Areva employs some 4,000 staff at La Hague, but in a voluntary redundancy plan started in 2015, 346 jobs have been cut as part of a government-led recapitalisation and restructuring that aims to restore the balance sheet of Areva, whose equity has been wiped out by years of losses.
The CHSCT note, which is undated and unsigned, says "frantic cost-cutting is jeopardising long-established procedures" to prevent the risk of technical failures and human error.
The unions say that financial performance is now the main driving force behind the plant's management, which leads to recurrent understaffing.
"We are launching a serious alert message: Until recently we pursued excellence in matters of safety, now we just try to be okay, which makes no sense in an industry that has no room for error," the CHSCT note said.
Several work stations now have staffing levels that only respect minimal levels of security, that some on-call staff do not have the required skills or competencies and that management is relying on workers who are still in training, it added.
The Areva spokeswoman said that since 2015, Areva La Hague has been implementing a major restructuring plan that aims to boost its competitiveness and that it continues to invest 200 million euros ($216 million) a year to ensure the site's safety.

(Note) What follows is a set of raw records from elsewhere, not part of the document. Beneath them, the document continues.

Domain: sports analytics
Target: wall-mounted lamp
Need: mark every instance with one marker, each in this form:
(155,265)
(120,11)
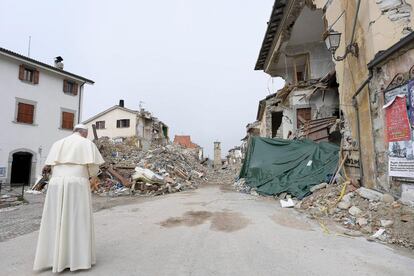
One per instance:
(332,38)
(332,41)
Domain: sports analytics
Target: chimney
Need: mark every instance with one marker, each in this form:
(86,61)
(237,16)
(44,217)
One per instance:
(58,62)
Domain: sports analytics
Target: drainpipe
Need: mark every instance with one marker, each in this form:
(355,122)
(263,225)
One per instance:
(355,104)
(80,101)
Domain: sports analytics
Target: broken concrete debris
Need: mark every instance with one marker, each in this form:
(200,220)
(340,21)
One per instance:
(130,170)
(160,170)
(365,211)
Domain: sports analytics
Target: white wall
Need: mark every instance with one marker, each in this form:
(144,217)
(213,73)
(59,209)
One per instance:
(111,130)
(49,98)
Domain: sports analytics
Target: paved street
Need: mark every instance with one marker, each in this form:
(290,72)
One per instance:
(215,231)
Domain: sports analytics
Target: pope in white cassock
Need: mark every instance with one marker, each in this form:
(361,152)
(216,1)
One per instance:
(66,237)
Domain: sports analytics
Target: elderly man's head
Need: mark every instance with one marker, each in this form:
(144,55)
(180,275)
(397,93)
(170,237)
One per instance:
(81,129)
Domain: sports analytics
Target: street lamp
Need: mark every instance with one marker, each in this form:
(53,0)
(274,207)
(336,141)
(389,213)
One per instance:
(332,40)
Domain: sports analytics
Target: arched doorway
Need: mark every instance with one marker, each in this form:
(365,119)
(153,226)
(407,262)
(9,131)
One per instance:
(21,168)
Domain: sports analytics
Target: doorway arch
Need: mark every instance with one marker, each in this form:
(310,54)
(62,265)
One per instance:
(22,167)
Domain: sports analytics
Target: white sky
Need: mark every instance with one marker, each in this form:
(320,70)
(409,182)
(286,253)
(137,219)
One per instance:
(190,62)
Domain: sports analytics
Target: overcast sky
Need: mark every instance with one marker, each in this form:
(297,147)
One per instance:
(190,61)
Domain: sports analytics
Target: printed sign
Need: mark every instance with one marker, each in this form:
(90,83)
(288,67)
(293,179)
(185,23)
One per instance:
(401,159)
(2,171)
(391,94)
(410,88)
(398,126)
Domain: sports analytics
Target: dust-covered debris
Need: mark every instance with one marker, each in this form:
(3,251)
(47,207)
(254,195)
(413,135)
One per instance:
(160,170)
(364,211)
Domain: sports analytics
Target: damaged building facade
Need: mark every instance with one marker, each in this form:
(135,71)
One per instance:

The CHSCT document is highly unusual for the French nuclear industry, in which the unions are closer to management than in many French industries and typically never criticise the safety culture in their plants.
Jean-Claude Zerbib, a retired state nuclear agency CEA engineer who lives close to La Hague, said it is rare for the unions to agree on the same text, and even rarer for them to criticise management about safety.
"Generally, unions and management defend their shop."